Chapter 3: Why Patent
Michael Sherrill, Sherrill Law Offices
Mar 1, 2011
Most business owners are well aware that a United States utility patent is an expensive proposition, costing anywhere from $10,000 to $20,000 per invention with no promise or guarantee that a patent will issue on the invention. However, in many fields, it is virtually impossible to start and maintain a competitive business without them.
The United States economy is built upon the principles of a free market system, in which the attainment of high quality, low cost goods and services is driven by competition. Under such a system, legal monopolies are limited as they eliminate competition and undermine the basic principles of a free market economy.
One of the few legally authorized monopolies in the United States is granted by way of a utility patent. A United States utility patent gives the owner an exclusive right to make, have made, use, sell, offer for sale and import the patented invention within the United States during the term of the patent. United States utility patents filed after June 8, 1995 have an enforceable term of twenty years from their ‘earliest effective’ filing date subject to certain adjustments.

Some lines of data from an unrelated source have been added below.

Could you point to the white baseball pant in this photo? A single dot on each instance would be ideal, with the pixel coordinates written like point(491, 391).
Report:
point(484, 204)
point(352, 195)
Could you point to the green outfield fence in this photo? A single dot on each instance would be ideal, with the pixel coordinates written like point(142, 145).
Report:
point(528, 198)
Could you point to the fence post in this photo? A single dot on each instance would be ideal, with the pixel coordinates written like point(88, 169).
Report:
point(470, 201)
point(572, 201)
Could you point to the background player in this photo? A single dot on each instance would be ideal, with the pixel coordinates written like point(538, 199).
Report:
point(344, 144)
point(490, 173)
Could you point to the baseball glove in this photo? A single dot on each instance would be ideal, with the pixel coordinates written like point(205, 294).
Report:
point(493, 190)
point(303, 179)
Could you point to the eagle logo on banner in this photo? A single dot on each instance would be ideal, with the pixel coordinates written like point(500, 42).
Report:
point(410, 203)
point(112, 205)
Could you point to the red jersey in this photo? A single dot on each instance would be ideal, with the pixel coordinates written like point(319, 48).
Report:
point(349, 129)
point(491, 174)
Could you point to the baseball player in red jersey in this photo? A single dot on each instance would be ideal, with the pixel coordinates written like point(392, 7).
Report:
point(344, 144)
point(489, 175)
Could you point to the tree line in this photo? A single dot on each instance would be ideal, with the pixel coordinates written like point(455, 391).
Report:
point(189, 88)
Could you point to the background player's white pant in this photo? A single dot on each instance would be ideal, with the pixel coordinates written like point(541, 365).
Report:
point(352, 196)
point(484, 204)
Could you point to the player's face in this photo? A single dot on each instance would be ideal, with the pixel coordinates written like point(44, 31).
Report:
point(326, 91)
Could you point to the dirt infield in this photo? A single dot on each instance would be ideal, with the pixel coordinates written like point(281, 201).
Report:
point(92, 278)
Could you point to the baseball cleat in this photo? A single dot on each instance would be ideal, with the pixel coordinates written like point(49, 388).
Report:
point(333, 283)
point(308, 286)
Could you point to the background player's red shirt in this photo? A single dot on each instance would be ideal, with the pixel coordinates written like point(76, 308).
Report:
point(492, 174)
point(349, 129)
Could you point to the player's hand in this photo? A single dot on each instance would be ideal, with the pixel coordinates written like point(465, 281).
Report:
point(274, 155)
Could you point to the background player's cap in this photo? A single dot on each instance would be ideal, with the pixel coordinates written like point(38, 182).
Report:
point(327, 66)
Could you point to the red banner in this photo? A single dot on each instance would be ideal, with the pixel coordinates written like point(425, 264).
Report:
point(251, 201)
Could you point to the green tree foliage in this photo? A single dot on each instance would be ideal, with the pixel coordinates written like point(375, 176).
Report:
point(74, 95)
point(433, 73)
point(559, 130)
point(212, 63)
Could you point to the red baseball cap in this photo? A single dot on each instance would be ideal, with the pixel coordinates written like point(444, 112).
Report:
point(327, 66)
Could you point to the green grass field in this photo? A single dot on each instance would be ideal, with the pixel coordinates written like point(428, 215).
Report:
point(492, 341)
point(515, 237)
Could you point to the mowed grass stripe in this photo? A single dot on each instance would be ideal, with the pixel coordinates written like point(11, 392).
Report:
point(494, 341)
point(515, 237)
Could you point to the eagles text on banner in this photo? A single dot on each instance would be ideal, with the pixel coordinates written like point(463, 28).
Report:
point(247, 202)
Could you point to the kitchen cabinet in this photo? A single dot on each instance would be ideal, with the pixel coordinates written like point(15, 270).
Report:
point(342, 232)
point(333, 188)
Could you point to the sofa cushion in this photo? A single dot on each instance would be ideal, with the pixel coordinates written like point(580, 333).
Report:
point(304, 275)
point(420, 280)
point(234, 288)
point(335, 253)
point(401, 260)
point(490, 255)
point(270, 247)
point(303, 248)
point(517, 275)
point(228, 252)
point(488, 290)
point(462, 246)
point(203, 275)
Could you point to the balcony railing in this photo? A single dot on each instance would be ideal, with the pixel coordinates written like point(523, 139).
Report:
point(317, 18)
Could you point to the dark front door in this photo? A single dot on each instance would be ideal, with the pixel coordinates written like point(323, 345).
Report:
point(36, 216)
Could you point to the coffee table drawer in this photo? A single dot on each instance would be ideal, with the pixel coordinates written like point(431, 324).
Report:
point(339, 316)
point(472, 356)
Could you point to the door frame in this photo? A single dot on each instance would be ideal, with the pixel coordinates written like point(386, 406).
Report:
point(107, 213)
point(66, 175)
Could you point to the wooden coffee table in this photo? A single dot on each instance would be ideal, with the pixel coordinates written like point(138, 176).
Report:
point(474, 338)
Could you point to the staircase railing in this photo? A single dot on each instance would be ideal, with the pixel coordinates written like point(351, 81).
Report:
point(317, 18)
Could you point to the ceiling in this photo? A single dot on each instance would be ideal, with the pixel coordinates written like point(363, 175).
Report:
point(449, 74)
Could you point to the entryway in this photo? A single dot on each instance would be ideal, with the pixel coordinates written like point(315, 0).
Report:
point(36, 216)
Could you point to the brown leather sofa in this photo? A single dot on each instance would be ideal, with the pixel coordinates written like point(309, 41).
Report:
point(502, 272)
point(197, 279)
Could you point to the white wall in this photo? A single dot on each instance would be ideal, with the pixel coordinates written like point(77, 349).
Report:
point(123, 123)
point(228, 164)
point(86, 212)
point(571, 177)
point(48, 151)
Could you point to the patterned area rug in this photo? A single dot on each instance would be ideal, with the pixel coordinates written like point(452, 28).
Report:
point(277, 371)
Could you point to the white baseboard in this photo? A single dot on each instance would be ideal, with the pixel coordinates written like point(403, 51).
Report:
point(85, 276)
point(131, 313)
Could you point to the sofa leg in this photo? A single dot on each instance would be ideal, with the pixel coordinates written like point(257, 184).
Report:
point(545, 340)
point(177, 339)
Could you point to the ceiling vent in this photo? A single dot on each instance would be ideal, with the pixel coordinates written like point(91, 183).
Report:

Absent a patent, the free market system permits – and indeed even encourages – competitors to copy new product offerings and sell the ‘copied’ product in competition with the innovator. Patent protect can be an invaluable tool to start-up companies who typically need the exclusivity granted by a patent to get off the ground – free from the stifling competition of larger established players. Established businesses enjoy increased profit margins for products protected by a patent – thereby justifying further research and development efforts. Indeed, many experts contend that in the absence of a patent system, only academic institutions funded by taxpayer dollars would undertake research and development as the cost of innovation could seldom be recovered in the marketplace.